5. An apparatus for maintaining the charge level on VRLA batteries comprising:

a. at least one bulk charger capable of charging a multiplicity of VRLA batteries; and

b. a multiplicity of Battery Management System Nodes each capable of charging at least one VRLA battery

6. An apparatus of claim 5 capable of maintaining the charge level on VRLA batteries such that no gas is expelled from the one or more VRLA batteries.

7. An apparatus of claim 5 capable of maintaining the charge level of VRLA batteries such that no electrolyte is expelled from the one or more VRLA batteries.

8. An apparatus of claim 5 further comprising a Battery Management System Nodes further comprising a transformer whose primary and secondary windings are impedance matched to the VRLA such that at saturation it can deliver about 3.5% of the VRLA module's C/3 rating.
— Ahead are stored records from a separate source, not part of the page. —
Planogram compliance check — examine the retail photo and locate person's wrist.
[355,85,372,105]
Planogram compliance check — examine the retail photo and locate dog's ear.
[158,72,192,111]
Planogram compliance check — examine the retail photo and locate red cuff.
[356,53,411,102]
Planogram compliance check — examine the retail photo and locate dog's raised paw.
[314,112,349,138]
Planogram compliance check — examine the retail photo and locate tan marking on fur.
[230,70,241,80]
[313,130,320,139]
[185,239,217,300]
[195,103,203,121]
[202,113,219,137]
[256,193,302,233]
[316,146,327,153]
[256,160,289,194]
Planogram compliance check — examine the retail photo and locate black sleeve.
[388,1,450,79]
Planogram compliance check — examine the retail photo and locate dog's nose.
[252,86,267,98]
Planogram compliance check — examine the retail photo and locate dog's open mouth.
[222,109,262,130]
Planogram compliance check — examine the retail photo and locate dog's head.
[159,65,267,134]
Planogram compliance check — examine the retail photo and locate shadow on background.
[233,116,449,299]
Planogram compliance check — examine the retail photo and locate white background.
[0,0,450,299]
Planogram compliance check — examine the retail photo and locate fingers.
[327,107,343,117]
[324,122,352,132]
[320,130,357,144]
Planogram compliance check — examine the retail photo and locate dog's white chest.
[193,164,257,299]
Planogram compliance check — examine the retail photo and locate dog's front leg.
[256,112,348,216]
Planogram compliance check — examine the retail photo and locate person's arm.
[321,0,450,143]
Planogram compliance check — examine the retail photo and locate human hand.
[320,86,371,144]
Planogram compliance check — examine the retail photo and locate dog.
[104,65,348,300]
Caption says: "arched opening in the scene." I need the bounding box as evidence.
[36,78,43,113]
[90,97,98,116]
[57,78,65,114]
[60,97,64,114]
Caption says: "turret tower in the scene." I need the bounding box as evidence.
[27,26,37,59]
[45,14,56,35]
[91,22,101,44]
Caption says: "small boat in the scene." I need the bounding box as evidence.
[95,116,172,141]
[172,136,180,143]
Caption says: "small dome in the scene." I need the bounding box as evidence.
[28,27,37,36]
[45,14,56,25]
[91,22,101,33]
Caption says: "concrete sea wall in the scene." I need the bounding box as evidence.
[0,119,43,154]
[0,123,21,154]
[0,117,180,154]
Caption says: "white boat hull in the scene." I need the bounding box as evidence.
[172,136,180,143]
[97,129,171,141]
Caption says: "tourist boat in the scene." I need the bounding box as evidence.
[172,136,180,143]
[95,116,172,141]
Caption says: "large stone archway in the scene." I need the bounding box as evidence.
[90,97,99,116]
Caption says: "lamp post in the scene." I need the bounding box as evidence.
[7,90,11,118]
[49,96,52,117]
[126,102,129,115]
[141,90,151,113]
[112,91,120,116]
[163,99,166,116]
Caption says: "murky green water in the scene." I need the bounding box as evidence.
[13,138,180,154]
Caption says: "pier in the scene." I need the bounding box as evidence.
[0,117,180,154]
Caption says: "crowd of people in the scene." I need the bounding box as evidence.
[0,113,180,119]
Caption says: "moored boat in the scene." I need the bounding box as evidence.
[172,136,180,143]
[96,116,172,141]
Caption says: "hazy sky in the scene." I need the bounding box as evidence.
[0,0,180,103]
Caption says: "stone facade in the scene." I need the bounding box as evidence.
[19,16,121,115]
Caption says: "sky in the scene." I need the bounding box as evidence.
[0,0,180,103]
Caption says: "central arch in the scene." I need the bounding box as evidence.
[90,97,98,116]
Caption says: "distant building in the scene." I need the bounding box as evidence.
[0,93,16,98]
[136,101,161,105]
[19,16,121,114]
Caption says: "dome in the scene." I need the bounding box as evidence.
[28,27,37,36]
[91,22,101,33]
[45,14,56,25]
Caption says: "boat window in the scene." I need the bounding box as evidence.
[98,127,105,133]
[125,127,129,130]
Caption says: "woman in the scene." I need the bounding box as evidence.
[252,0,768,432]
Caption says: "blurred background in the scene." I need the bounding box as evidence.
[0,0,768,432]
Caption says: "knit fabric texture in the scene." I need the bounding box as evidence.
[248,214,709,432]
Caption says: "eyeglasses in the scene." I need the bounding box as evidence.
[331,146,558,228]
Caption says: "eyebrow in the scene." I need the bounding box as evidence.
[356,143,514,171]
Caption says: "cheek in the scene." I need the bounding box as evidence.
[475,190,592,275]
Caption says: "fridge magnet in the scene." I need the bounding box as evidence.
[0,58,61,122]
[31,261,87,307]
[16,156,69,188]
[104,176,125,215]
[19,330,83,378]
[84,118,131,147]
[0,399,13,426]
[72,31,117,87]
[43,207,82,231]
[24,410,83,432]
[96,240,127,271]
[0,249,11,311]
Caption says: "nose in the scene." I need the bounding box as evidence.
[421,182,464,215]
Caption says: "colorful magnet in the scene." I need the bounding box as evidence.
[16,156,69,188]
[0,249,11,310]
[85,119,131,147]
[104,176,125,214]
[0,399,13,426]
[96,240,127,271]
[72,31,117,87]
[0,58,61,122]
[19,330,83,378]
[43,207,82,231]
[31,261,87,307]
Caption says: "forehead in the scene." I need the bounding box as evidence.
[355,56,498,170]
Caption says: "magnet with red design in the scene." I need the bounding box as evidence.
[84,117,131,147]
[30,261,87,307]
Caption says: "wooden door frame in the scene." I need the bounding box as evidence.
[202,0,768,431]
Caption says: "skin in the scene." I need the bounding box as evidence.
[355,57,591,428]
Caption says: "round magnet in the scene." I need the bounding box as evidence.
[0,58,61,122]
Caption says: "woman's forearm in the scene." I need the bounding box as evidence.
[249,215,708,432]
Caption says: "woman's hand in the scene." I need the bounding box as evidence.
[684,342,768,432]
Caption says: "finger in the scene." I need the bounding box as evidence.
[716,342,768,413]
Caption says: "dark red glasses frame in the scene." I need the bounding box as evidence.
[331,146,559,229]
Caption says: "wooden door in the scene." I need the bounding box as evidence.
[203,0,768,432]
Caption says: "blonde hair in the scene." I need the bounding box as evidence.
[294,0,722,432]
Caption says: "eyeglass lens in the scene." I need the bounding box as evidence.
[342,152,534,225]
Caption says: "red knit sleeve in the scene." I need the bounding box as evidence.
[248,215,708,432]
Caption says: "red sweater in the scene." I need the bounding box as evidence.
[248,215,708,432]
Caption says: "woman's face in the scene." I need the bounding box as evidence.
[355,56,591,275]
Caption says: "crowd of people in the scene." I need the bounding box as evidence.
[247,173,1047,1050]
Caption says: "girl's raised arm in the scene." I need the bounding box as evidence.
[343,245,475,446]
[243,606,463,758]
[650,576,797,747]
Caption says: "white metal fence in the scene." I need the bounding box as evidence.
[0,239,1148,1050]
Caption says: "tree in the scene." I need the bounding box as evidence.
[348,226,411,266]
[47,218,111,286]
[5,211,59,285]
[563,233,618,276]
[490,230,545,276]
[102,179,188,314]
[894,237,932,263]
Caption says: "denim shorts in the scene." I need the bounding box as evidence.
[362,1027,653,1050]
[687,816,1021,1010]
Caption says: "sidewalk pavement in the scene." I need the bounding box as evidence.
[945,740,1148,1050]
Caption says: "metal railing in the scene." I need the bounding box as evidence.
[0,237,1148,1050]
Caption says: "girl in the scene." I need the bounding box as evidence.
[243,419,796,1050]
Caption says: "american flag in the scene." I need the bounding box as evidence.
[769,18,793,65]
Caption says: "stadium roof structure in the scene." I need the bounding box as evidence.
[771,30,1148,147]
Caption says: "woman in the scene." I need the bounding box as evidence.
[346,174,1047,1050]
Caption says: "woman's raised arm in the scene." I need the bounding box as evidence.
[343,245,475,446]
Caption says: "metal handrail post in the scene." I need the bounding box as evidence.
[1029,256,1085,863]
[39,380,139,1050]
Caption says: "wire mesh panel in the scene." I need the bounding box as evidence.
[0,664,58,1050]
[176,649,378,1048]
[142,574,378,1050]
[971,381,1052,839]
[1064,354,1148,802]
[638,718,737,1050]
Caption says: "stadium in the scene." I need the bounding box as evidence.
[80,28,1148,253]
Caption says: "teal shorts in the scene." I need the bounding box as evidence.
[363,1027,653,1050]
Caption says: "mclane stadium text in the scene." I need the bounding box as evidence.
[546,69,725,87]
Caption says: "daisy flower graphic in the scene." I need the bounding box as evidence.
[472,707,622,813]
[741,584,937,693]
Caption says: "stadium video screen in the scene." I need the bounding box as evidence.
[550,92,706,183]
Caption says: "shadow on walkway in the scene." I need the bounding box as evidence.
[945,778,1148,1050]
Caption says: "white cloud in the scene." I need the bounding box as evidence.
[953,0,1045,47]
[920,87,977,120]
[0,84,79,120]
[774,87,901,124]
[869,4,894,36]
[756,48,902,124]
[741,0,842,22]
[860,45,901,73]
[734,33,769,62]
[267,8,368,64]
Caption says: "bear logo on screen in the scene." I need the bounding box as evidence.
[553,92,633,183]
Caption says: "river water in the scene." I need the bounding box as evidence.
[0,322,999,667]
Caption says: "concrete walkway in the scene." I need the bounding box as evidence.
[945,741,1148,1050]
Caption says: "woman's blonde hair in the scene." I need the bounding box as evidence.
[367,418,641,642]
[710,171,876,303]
9. An apparatus of claim 5 further comprising a Battery Management System Nodes further comprising a transformer whose primary and secondary windings are impedance matched to the VRLA such that at saturation it can deliver as much as about 3V/cell thus reducing its current output below the module's C/50 rating as the voltage rises and bucks the micro-power balancing charger output voltage.

10. An apparatus of claim 5 wherein all of the VRLA batteries will be brought to a full charge at any module temperature between about 40.0° F. and about 120.0° F.

11. An apparatus of claim 5 wherein all of the VRLA batteries will be charged with a maximum overcharge of 1.0% to 3.0% above the VRLA battery's previous maximum discharge ampere hours.

12. An apparatus of claim 5 wherein each VRLA battery will be completely recharged and will end its charge cycle with less than about 1.5 psi within the VRLA battery.

13. (canceled)

14. An apparatus of claim 5 wherein each VRLA battery in the string may be different in module capacity by as much as 50%.

15. An apparatus of claim 5 wherein at least one VRLA battery may be new and unused.

16. An apparatus of claim 5 wherein at least one VRLA battery may be used.